In context: China has announced it will ban those under the age of 16 from streaming online. This is just the latest restriction China’s government has announced to try to control childrens’ interactions with video games and the internet.
The South China Morning Post reported that China’s state council published a new set of national guidelines as part of a 10-year plan for childrens’ development. These guidelines said online services, including livestreaming services, should try to limit how much time and money kids spend online. Livestreaming providers are banned from letting those under age 16 register as livestreamers. These rules will be enforced through a nationwide unified ID system that will manage how minors play games.
This follows other restrictions and comments from China’s government and state-run media that have targeted games and other electronic services.

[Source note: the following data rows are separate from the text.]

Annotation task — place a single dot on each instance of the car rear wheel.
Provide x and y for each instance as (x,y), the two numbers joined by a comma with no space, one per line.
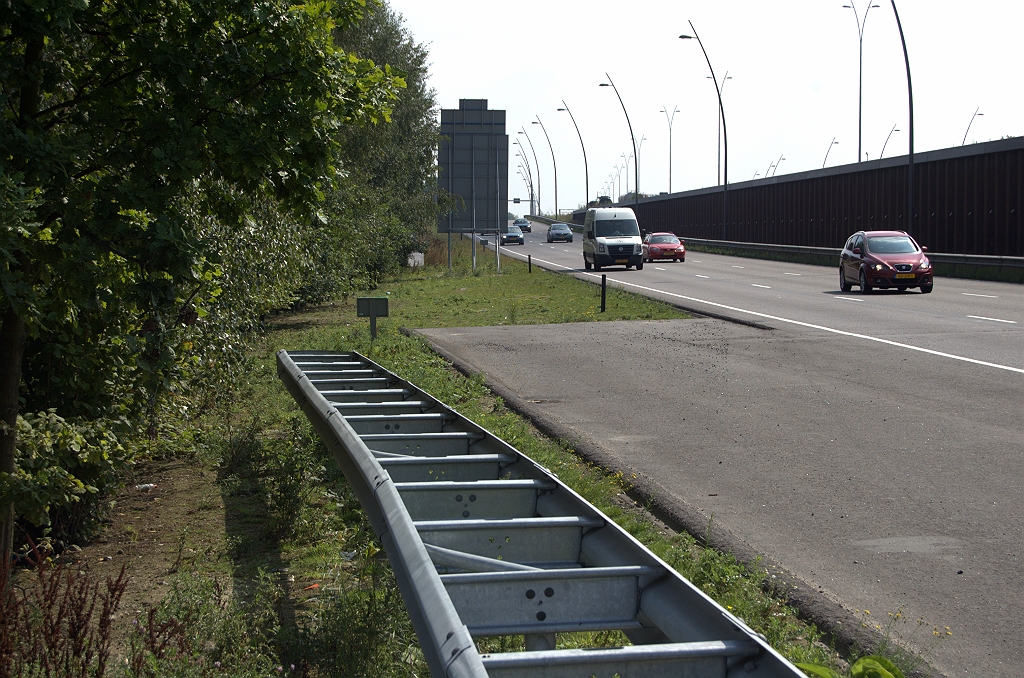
(843,285)
(864,287)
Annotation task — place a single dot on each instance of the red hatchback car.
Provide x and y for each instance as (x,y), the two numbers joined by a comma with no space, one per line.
(664,246)
(887,259)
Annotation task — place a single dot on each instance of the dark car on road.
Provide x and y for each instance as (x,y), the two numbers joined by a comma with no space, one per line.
(513,237)
(559,231)
(664,246)
(885,259)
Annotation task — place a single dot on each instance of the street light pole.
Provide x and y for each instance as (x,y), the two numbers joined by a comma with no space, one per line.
(636,183)
(860,85)
(909,93)
(826,153)
(586,171)
(553,164)
(522,130)
(720,90)
(725,133)
(528,173)
(675,110)
(976,114)
(887,140)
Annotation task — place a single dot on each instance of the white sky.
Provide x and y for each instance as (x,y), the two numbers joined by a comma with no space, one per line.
(794,86)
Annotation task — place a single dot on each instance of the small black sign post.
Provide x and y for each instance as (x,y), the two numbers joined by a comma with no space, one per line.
(372,307)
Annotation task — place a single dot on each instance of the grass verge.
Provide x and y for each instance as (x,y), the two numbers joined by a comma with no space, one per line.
(291,581)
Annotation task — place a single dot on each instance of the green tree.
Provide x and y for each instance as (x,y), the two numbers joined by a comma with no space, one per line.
(112,115)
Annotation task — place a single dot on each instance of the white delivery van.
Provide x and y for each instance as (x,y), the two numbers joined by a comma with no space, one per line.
(610,237)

In early August, state-run Chinese media referred to online games as addictive and called for restrictions to be placed on them, which cut Tencent’s value by almost $60 billion. Later that month China banned minors from playing video games at all during the week, imposing new rules saying they could only play games one hour each on Fridays, Saturdays, and Sundays. Before, they could only play games for an hour and a half a day during weekdays. In response, hundreds of Chinese gaming companies pledged to follow the new rules.
Soon after, Tencent and NetEase lost over $60 billion of stock value combined in a single 24-hour period. Tencent told Bloomberg that it agrees with the regulators. “We appreciate the guidance and instruction from the relevant regulators and will work hard to be in full compliance with all rules relating to youth game addiction and content regulation,” the company said in a statement.